I know when I'm standing outside class waiting with three dogs to get in, I'm mostly thinking about the big one is pulling my arms off and the little ones are tangling up and it would be easier if I could get in there and tie everyone up to the fence. And watching all my ex students and see how much they have improved now that they have graduated to the 7pm class.

It's kind of like when I first started running Hobbes and I was worried people would watch and compare me to Rob. Or when Ruby unravels in the heat or from poles and I feel very judged. Or when Otterpop started trialing and barked at every judge she ran near. You try to tell yourself, "just screw it" but you still feel looked at.

I guess everything's like that though. It's part of learning. When my old trainer used to come out to the ring when we were out riding. When all the professors would come and gang up on you in a review. When the gallery lady walks in your studio. If George Morris walked out while I was schooling a horse or teaching a lesson I'd still break into a cold sweat. And up my game.

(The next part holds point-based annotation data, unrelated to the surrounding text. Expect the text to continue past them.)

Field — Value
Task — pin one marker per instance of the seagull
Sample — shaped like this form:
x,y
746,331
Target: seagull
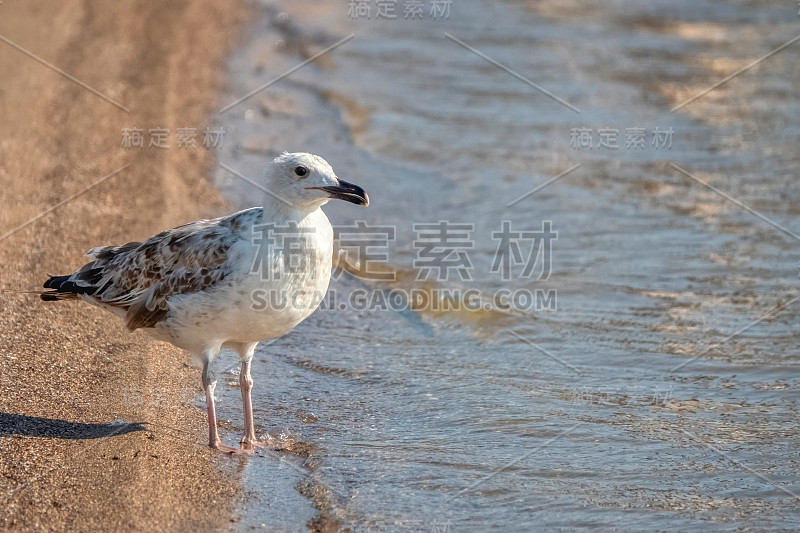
x,y
229,282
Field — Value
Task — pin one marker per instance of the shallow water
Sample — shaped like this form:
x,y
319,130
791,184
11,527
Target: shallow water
x,y
577,417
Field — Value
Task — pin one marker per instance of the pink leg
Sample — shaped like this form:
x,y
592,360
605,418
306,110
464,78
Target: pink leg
x,y
213,437
246,384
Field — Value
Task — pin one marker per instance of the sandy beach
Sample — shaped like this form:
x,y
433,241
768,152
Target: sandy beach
x,y
97,427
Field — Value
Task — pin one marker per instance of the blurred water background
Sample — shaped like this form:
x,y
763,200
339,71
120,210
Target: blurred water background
x,y
660,392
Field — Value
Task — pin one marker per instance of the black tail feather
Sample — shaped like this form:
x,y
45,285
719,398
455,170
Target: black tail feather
x,y
63,289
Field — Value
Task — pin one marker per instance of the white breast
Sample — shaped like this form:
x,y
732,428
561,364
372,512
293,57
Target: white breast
x,y
276,285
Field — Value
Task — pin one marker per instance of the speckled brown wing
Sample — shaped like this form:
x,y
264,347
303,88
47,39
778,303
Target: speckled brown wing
x,y
139,278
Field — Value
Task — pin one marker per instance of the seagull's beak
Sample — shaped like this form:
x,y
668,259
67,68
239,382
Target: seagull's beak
x,y
347,192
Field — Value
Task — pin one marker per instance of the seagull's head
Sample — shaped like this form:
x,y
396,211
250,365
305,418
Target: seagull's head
x,y
306,182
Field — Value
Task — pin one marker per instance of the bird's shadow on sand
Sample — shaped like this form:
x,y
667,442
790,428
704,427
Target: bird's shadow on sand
x,y
33,426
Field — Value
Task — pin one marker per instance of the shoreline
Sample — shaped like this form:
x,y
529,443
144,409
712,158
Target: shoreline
x,y
97,428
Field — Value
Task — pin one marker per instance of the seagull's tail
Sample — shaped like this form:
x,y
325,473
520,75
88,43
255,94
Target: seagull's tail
x,y
62,288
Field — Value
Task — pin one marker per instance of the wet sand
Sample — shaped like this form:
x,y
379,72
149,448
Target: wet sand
x,y
97,427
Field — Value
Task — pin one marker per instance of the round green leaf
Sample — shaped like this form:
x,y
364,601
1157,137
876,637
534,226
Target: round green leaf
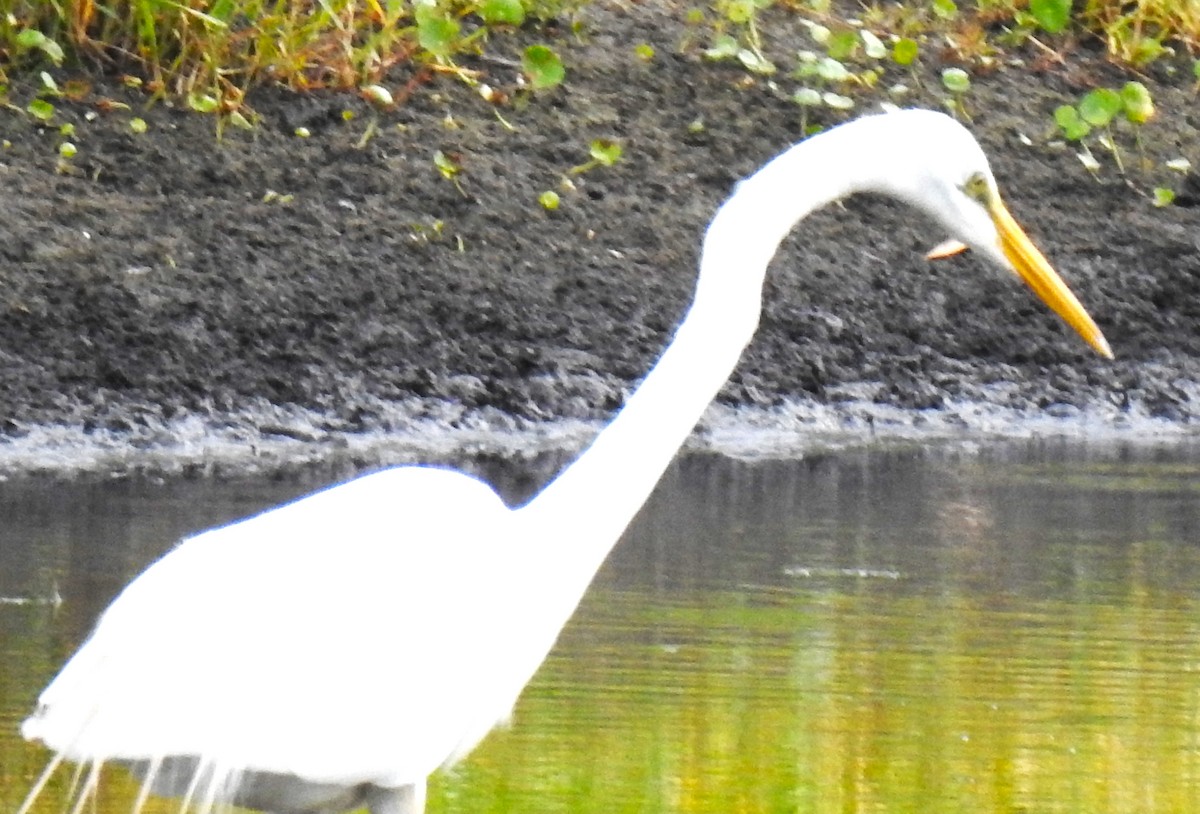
x,y
41,109
843,45
873,45
203,102
1072,126
957,81
831,70
1139,107
724,47
1098,107
946,9
1051,15
905,51
437,35
755,63
605,151
807,97
543,67
502,12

At trials the ante is upped and people are trying to get that Q they need for the Nationals or the Bronze ADCh or that stupid Advanced Gamblers Q, whatever it is and the game gets very, very serious.

We are cut throat, competitve animals. We do wars and yell at baseball games. We can take the funnest little thing and make it as mean as our personalities need it to be.

Unknown said...

"We can take the funnest little thing and make it as mean as our personalities need it to be."

So, now all I'm thinking about is, oh god I called us advanced novice class, when I think we really are the advanced beginner class, or maybe the plain novice class, or maybe the almost novice class. How's that for a personality?